On Tue, Dec 17, 2013 at 7:36 AM, Ferenc Kovacs <tyra3l@gmail.com> wrote:
>
>
>
> On Tue, Dec 17, 2013 at 1:21 PM, Joe Watkins <krakjoe@php.net> wrote:
>
>> On 12/17/2013 12:08 PM, Daniel Lowrey wrote:
>>
>>> given that this is a security related change, one could argue that
>>>>
>>> security
>>>
>>>> fixes should be ok to go in a minor version, even if they break BC.
>>>>
>>>
>>> This was my thought process. In my mind the RFC is about improving
>>> security
>>> for users who don't know any better. I'm hoping to avoid the "Are we
>>> allowed to break BC?" discussion.
>>>
>>
>> Okay, but nobody is asking the question "are we allowed to break
>> compatiblity for no good reason", because it's a silly question.
>>
>>
>>
>>> Adding a CA file to the distribution is exceedingly simple, but this is
>>> not
>>> a silver bullet. For example, the Mozilla CA file used by cURL is usually
>>> updated three or four times a year. Even when bundling a CA file it would
>>> only be a matter of time before a distribution's version was out of date.

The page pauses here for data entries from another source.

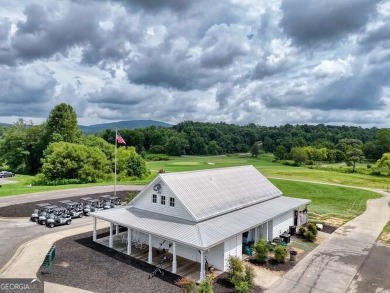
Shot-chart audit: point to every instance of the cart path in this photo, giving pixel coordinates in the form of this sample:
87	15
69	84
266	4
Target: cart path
55	194
334	265
362	237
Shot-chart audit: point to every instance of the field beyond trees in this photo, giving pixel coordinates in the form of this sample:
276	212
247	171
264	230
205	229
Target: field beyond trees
331	204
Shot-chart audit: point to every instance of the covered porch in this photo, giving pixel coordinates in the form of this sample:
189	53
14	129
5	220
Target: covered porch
144	249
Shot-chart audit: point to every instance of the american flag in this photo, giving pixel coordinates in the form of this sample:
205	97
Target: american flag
120	139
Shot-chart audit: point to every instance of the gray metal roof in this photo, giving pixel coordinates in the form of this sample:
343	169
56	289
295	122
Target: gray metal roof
208	193
207	233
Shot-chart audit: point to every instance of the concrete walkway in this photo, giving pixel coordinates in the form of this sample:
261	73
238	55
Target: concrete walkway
333	265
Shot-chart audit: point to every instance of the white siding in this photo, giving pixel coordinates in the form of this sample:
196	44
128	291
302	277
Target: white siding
270	230
262	231
282	223
145	202
232	247
215	256
188	253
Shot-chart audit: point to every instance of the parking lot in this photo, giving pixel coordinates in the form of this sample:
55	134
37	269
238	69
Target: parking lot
16	231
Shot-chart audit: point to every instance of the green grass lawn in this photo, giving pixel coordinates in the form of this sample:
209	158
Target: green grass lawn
23	186
270	169
333	204
329	203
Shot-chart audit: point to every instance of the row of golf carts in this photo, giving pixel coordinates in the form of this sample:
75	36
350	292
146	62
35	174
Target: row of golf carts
66	210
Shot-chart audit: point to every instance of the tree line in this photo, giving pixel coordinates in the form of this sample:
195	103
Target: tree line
60	153
319	142
25	147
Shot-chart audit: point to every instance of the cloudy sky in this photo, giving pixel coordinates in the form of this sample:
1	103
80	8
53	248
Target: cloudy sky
239	61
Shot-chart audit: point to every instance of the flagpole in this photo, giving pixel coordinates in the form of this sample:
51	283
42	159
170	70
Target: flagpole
116	139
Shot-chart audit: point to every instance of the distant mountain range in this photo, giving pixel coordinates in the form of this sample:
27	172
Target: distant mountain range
131	124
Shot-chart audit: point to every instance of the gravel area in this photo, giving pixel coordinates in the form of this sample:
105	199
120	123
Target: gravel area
81	263
25	209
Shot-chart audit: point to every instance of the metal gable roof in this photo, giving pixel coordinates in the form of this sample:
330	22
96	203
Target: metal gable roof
205	234
209	193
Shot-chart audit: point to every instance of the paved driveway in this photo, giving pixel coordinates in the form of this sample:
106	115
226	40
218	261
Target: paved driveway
15	232
334	265
374	274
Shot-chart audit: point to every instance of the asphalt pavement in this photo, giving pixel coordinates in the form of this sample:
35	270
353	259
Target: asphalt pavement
345	258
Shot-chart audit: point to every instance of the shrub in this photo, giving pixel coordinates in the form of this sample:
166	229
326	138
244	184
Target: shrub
309	236
249	276
302	230
242	287
312	228
235	271
261	250
206	286
238	274
280	253
186	283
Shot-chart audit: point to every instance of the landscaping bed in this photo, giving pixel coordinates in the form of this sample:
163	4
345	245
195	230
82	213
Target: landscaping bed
25	209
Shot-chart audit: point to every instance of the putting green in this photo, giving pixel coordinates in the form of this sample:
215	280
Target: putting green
185	163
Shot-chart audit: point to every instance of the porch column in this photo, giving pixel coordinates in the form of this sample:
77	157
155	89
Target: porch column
202	269
111	232
267	232
150	255
128	241
94	229
174	263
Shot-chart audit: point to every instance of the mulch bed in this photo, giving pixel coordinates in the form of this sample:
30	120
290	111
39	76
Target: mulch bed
84	264
222	285
273	265
26	209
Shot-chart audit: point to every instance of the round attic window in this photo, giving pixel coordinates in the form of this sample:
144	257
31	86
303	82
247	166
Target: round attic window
157	187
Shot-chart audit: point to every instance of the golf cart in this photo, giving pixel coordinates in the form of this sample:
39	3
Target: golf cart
37	210
45	213
90	205
59	216
74	208
110	201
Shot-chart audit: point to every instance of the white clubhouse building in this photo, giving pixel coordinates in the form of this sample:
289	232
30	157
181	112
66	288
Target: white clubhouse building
207	213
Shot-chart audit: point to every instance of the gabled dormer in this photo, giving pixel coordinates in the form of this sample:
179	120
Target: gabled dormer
201	195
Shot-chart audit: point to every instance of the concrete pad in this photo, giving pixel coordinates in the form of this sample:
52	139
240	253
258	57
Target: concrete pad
284	285
57	288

>>> In the end we can only do so much before users must bear the weight of
>>> maintaining an acceptable level of security themselves.
>>>
>>>
>>>
>> So then bundle it, doing something is much better than doing nothing,
>> there are plenty of opportunities to update the cafile with minor versions,
>> the package maintainers will likely solve the stale cafile problem for us
>> on the major distributions, when they see we are actually doing something
>> about it ...
>>
>> It really does not seem sensible to purposefully break compatibility when
>> it can be retained easily, the vote is going to be split with no clear
>> outcome doing no good for anyone. Reduce the options to two if you want to
>> actually move forward.
>>
>> That's enough from me, gonna go find something to break :)
>>
>>
> Don't forget that bundling a CA file also means that take the burden of
> keeping it up-to-date to our shoulders.
> I'm not saying that we shouldn't do it, but if we do then we have to make
> sure that we understand the implications.

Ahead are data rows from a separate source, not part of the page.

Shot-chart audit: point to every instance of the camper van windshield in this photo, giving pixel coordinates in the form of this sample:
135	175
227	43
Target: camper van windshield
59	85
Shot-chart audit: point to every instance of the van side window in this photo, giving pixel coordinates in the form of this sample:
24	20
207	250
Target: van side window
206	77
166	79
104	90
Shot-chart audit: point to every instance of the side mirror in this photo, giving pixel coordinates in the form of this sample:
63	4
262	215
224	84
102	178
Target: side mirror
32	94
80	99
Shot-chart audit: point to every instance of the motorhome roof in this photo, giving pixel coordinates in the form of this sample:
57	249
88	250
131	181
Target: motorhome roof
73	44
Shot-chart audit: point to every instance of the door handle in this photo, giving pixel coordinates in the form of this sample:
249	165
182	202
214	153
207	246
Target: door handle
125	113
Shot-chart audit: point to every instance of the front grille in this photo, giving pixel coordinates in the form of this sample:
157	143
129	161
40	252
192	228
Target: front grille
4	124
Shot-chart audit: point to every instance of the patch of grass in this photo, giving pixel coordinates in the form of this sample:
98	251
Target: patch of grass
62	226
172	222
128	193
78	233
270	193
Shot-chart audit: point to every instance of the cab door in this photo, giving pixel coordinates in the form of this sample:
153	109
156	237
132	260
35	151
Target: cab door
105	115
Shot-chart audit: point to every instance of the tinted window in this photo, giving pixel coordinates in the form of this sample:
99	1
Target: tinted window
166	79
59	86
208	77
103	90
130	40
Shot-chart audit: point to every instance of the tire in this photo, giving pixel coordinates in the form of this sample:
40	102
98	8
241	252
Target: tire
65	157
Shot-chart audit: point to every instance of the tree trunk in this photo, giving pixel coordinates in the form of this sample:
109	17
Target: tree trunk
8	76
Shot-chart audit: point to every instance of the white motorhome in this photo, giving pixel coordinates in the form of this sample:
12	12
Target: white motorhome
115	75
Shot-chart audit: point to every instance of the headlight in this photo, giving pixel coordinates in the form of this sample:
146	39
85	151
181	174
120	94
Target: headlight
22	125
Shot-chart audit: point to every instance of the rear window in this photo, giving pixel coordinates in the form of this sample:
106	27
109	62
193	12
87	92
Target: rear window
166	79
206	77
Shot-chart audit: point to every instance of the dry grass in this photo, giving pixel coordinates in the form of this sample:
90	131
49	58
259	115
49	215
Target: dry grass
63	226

> Even if we take the "easy" path, and select an already existing CA bundle
> (eg. Mozilla), we have to make sure to always ship the up-to-date version
> and there could be events, when we would need to create a release only
> because some CA incident (like what happened with DigiNotar in 2011 which
> forced the everybody shipping CA bundles to update their bundle to remove
> this CA from it's list of trusted CAs).
> As I've said, I'm only stating this so everybody can understand the
> implications before voting.
>
> --
> Ferenc Kovács
> @Tyr43l - http://tyrael.hu
>
Regarding the alteration of voting options Joe requested ...
I do believe approving the patch without bundling a CA file is a valid
option. As Ferenc mentioned there are potential maintenance issues with
including a CA file and I do not feel comfortable forcing the hand of the
release managers on this point. The vote exists between "yes" and "yes with
a bundled file" for this reason to tease out what's best for PHP in this
scenario. Please make sure you understand the ramifications of your choice
before voting.
I do want to preemptively address the idea that not including a CA file
would somehow cause disastrous BC breakage. In my opinion this could not be
further from the truth. APIs are not changing. The return value is already
FALSE with a warning generated on a connection or transfer failure. Code
should already have error checking in place for this potential scenario
because socket transfers are never guaranteed (maybe your ethernet cable is
unplugged).
The only difference this patch makes is to expand the reasons why a
transfer can return FALSE with an E_WARNING to include "you're doing
something dangerous." As far as BC breakage goes, this is as
backward-compatible as a BC break could possibly be.